GitHub

Peter Cameron's Blog 2025-12-05

GitHub saved my bacon a couple of years ago when the University decided to close down personal web pages. At a colleague’s suggestion, I moved everything to GitHub, and there it has stayed since.

At that time I just dumped everything there. Now I have decided that I should put a bit of order into the chaos. In the process, I have discovered that GitHub is one of the worst pieces of software I have ever had to use. I just note some “features”:

  1. There is no manual, and no online help. This is compounded by the cryptic names given to the commands, of which “Commit” for “Save” is one of the mildest.
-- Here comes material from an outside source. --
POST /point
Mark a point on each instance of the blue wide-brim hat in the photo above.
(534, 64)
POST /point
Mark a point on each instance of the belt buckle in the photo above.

So later on, when I say “X is not possible”, you should read it as “I can’t find out how to do X, see Point 1”.
  2. You can move a file down, into a subfolder (bizarrely, this is done by editing the file, even if it is a binary file which can’t be edited); but you can’t move it up or sideways.
  3. You can upload something, but you can’t download. There is a glitch here too: you can upload a folder by dragging it into a window, but not by selecting it.
  4. If you make a mistake, as I did (I accidentally deleted my entire talks directory) you can, by clicking everything clickable until something you want happens, get back to the situation before you deleted it; but you can’t tell GitHub to reset this as the current version. I had a very stressful couple of hours trying to figure out how to do that, and didn’t succeed.
  5. And on top of this, there is the very annoying three minute wait after every change. It doesn’t tell you when it has finished doing what it does. And sometimes this is crucial, and not waiting is disastrous; sometimes it gives you a stern warning “Run Cancelled” but in fact everything is fine; and sometimes it seems not to be necessary to wait at all.

Later I remembered that GitHub is owned by Microsoft, and all became clear.

My web pages exist because I have a possibly exaggerated belief that some people find them useful. But if they ever start charging for GitHub, I will probably decide that I am not going to pay to use that rubbish, and pull the plug on it.